Старик поднял уголек, раздул - осветились только его глаза и нос, потом, когда отыскали дугу, подошел с огнем к Липе и взглянул на нее; и взгляд его выражал сострадание и нежность.

- Ты мать, - сказал он. - Всякой матери свое дите жалко.

И при этом вздохнул и покачал головой. Вавила бросил что-то на огонь, притоптал - и тотчас же стало очень темно; видение исчезло, и по-прежнему было только поле, небо со звездами, да шумели птицы, мешая друг другу спать. И коростель кричал, казалось, на том самом месте, где был костер.

Но прошла минута, и опять были видны и подводы, и старик, и длинный Вавила. Телеги скрипели, выезжая на дорогу.

- Вы святые? - спросила Липа у старика.

- Нет. Мы из Фирсанова.

- Ты давеча взглянул на меня, а сердце мое помягчило. И парень тихий. Я и подумала: это, должно, святые.

- Тебе далече ли?

- В Уклеево.

- Садись, подвезем до Кузьменок. Тебе там прямо, нам влево.

Вавила сел на подводу с бочкой, старик и Липа сели на другую. Поехали шагом, Вавила впереди.

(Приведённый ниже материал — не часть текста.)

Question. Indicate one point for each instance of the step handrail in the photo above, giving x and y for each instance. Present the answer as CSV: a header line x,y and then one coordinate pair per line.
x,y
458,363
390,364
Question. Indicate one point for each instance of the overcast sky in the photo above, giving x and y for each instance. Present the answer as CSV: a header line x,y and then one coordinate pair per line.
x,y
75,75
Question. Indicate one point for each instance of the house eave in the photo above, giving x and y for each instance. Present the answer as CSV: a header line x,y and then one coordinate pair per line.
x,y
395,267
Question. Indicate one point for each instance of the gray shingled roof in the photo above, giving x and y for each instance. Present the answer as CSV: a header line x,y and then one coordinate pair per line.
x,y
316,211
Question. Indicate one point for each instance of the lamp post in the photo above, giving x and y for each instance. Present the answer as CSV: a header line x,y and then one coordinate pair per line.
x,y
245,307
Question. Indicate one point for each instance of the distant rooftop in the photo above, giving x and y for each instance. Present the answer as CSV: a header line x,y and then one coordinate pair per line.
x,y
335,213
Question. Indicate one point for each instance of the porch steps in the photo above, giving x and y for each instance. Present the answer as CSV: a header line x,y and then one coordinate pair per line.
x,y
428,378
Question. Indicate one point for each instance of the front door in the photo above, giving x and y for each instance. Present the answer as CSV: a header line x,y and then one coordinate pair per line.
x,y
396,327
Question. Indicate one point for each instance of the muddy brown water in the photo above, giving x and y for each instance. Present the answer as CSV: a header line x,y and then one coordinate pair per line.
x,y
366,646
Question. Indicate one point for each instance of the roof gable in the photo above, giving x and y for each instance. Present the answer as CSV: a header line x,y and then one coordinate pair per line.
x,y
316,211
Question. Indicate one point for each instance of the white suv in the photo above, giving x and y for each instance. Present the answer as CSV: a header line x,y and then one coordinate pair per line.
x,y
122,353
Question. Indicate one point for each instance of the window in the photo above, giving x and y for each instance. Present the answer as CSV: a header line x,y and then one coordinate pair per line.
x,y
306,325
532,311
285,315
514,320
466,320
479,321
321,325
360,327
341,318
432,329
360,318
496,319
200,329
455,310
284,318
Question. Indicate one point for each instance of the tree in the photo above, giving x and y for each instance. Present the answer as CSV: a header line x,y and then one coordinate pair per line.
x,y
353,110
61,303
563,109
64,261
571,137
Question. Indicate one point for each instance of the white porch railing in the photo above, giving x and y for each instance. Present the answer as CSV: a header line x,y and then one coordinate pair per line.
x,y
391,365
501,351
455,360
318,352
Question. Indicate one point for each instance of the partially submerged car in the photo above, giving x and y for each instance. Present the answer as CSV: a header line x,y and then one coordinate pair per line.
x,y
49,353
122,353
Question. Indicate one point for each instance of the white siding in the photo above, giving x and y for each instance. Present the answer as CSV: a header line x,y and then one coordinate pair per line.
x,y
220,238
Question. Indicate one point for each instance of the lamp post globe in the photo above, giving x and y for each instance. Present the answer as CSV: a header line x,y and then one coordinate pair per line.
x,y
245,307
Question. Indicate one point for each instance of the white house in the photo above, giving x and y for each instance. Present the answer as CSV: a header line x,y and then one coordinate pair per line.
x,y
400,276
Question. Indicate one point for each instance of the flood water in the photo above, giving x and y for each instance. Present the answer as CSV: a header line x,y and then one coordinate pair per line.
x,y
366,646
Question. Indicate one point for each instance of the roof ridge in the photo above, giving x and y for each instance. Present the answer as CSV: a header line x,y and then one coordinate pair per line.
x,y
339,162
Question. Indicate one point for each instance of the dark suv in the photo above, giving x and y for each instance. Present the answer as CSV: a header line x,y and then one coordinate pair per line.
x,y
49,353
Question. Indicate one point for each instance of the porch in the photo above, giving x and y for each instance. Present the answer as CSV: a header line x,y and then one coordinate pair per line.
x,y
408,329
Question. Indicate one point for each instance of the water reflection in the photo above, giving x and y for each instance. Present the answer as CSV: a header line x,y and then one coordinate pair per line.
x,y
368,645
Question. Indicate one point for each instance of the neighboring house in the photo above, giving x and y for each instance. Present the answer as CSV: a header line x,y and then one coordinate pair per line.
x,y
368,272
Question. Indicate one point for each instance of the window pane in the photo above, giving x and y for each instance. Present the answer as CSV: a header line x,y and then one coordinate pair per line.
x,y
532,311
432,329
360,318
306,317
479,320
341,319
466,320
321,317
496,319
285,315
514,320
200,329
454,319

- Мой сыночек весь день мучился, - сказала Липа. - Глядит своими глазочками и молчит, и хочет сказать и не может. Господи батюшка, царица небесная! Я с горя так все и падала на пол. Стою и упаду возле кровати. И скажи мне, дедушка, зачем маленькому перед смертью мучиться? Когда мучается большой человек, мужик или женщина, то грехи прощаются, а зачем маленькому, когда у него нет грехов? Зачем?

- А кто ж его знает! - ответил старик.

Проехали с полчаса молча.

- Всего знать нельзя, зачем да как, - сказал старик. - Птице положено не четыре крыла, а два, потому что и на двух лететь способно; так и человеку положено знать не все, а только половину или четверть. Сколько надо ему знать, чтоб прожить, столько и знает.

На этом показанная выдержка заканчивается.